In summary, online diagnostics are transformative: transformative content, a transformed process for engaging with that content. and a transformation with what you can do with the feedback.

Value Management

Put these three elements together – Things That Matter, Value Codes and online Diagnostics – and you’ve got the core of what we call Value Management.

Ideally, the Things That Matter would be factored-out right at the start of the contracting lifecycle, Value Codes would then be put in place, and then – alongside the contract – the platform would have been laid for “negotiating” value in its widest sense on the widest possible scale, through the constant iteration and insights of Diagnostics.

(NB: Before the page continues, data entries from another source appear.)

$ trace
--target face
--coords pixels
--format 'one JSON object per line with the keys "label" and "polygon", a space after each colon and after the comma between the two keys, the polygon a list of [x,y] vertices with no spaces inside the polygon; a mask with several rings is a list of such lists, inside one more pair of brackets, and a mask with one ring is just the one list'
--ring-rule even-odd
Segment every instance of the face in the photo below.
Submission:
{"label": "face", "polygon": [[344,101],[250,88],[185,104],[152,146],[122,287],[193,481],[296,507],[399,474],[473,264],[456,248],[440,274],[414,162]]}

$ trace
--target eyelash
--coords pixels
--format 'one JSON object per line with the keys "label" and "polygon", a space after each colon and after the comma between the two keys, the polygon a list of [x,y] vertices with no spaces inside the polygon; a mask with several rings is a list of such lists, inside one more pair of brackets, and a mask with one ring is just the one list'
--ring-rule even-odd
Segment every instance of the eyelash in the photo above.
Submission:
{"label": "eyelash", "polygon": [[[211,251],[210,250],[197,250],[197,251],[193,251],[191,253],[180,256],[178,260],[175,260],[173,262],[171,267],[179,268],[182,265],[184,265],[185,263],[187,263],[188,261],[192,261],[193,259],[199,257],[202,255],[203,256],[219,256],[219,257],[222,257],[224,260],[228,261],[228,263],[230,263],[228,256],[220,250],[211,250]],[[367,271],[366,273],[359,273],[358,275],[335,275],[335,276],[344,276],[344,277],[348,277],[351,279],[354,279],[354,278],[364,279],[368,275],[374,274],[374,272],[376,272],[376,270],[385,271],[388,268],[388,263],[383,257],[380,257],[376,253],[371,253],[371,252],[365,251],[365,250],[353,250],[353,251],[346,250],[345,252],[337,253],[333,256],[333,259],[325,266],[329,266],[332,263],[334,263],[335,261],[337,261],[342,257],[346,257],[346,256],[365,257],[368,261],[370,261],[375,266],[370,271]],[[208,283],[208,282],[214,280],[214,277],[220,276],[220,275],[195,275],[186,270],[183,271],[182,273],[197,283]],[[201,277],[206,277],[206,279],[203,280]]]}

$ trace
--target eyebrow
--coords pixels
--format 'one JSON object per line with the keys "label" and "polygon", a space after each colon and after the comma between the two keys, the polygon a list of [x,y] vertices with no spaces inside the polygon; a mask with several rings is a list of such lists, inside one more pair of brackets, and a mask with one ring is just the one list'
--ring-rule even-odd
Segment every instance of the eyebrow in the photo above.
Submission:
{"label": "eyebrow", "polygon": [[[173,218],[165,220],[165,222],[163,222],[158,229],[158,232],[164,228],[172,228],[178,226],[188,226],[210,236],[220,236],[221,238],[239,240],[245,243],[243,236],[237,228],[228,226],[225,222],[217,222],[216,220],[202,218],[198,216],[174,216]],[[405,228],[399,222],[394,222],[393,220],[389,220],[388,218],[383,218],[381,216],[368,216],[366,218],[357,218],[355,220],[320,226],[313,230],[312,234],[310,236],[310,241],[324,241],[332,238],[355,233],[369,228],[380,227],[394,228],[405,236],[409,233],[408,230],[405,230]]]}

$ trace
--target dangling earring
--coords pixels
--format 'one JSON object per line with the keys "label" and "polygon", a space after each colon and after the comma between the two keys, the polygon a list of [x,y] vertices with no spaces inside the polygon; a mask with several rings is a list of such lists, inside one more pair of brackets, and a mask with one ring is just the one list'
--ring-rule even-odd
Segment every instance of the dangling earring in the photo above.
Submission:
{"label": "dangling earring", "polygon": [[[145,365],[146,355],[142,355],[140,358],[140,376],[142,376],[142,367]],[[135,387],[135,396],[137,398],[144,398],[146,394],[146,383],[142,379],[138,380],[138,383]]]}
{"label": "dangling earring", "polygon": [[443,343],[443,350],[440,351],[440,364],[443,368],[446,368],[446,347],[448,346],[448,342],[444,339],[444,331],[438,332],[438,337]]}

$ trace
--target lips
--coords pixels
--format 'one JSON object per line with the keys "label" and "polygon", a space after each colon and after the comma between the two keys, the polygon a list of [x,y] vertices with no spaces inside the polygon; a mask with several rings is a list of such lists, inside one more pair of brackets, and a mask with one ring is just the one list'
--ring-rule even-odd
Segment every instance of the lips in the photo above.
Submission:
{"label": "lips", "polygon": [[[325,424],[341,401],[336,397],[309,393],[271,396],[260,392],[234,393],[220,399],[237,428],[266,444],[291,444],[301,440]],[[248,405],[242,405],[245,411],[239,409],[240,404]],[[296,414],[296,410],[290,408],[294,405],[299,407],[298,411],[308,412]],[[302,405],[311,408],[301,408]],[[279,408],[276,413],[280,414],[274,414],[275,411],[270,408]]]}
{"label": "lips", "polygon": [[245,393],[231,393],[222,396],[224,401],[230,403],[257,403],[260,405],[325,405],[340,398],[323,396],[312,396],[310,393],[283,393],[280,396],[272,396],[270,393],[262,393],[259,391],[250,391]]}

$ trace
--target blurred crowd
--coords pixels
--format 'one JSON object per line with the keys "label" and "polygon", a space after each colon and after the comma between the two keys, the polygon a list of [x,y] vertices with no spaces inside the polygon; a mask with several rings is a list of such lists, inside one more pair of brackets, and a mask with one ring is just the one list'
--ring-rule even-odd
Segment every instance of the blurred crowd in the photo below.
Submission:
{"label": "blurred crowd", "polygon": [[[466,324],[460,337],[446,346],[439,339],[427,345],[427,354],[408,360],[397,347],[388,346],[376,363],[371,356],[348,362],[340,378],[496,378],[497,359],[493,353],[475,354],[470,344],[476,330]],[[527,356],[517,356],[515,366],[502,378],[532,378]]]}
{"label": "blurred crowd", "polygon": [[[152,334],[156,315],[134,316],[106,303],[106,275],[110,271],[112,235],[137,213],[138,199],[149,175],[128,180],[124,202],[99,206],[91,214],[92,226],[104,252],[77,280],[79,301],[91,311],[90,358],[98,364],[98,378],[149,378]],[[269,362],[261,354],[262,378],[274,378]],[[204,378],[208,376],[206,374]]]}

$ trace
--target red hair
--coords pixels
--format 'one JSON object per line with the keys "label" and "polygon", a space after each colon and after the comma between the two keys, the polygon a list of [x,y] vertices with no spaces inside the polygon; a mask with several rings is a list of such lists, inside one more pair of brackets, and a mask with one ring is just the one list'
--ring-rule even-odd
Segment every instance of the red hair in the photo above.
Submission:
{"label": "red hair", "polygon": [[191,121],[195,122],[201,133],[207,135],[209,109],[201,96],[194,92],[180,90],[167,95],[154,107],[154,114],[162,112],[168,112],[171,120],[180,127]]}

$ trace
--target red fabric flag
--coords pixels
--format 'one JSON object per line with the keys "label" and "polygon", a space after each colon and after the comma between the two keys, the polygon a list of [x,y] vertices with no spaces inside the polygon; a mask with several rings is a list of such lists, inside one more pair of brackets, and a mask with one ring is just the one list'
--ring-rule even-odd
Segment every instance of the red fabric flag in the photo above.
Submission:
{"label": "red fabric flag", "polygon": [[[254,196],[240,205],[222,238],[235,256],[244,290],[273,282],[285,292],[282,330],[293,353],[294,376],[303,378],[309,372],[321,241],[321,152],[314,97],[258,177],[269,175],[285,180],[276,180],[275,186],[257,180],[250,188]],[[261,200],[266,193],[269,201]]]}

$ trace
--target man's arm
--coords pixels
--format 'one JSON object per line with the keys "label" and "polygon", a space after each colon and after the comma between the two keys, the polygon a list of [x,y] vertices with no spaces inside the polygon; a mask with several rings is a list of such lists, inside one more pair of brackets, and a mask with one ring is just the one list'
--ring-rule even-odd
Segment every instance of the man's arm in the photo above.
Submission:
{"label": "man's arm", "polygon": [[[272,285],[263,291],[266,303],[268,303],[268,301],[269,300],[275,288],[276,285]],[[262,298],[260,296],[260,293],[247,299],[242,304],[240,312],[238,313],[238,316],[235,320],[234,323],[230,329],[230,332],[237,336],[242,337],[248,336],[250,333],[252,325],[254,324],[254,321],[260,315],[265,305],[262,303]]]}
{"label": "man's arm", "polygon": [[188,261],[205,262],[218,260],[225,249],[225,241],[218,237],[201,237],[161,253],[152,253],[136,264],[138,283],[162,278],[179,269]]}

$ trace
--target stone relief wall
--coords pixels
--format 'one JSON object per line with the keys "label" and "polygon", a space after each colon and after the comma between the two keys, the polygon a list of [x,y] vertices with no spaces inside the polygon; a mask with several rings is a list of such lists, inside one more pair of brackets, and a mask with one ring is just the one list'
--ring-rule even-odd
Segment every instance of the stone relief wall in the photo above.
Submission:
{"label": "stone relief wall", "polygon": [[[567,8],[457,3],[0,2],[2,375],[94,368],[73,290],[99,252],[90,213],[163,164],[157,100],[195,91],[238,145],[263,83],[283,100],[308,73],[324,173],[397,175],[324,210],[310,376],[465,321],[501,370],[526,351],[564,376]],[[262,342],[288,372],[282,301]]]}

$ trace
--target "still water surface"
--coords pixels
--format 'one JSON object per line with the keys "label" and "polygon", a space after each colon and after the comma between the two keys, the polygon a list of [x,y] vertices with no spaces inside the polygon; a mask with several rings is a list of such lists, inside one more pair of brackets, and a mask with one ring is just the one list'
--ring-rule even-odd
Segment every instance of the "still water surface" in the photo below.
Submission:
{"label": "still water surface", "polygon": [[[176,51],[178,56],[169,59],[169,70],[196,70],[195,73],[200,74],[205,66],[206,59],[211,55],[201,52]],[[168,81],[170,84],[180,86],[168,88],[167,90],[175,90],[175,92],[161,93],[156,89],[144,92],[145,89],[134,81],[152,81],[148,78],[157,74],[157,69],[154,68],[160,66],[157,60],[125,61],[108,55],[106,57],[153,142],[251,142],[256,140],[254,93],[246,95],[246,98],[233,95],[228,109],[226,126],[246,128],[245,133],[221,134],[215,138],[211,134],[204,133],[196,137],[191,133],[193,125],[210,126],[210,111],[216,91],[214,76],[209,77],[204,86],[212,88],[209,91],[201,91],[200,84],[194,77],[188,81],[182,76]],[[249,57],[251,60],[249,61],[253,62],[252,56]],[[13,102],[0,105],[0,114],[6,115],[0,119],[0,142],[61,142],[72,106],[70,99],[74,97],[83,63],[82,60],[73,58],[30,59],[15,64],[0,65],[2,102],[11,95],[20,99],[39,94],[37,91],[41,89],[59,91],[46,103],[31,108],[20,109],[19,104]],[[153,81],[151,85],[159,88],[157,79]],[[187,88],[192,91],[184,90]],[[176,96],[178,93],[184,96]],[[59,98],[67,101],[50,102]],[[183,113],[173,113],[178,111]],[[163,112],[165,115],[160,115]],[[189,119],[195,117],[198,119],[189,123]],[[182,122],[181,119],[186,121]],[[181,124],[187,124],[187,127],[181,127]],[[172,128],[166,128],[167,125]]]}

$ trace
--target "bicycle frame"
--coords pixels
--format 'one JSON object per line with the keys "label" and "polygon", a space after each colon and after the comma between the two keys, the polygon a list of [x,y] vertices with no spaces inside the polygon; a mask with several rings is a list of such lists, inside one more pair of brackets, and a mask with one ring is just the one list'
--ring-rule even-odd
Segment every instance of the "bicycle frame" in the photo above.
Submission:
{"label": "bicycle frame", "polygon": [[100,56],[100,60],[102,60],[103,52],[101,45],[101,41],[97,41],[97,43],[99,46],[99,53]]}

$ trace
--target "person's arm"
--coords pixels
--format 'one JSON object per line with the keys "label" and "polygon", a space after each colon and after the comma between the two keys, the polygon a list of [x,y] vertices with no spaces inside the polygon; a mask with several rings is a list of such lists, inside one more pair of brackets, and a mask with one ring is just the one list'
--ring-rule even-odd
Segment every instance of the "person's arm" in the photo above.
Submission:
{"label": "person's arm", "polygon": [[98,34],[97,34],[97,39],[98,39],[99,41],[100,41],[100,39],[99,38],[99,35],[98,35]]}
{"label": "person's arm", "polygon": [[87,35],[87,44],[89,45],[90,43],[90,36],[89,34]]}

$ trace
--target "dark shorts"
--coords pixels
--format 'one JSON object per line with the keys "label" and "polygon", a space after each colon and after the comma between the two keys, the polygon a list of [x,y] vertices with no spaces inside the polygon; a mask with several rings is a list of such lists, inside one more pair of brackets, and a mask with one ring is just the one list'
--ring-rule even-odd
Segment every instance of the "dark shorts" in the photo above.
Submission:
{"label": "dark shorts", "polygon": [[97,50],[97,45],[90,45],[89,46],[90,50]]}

But, and this is a big but, organisations are where they are, and jumping straight in with a new relationship is usually going to be too big a leap.

Also, in most cases, the most immediate priorities are going to be in existing relationships, with existing contracts.

You’re therefore looking to focus on areas that are crucial to success, whether or not they’re in the contract, and – as we saw in Part 1 – crucial areas not covered in contracts are likely a big target.

To the right are some examples from our off the shelf Contractual Relationship Diagnostic:

And then, from the patterns that emerge in feedback, you’ll start to factor out the Things That Matter (i.e. the Things That Matter-to-Value Codes process can also work in reverse), and you’ll also get a sense of how fragmented people’s perspectives are.

Both of these will set you on the road to wider engagement… to confirming the reality of the situation… and to start getting to grips with it.

In other words, through Value Management, you will finally be negotiating the Value of contractual relationships!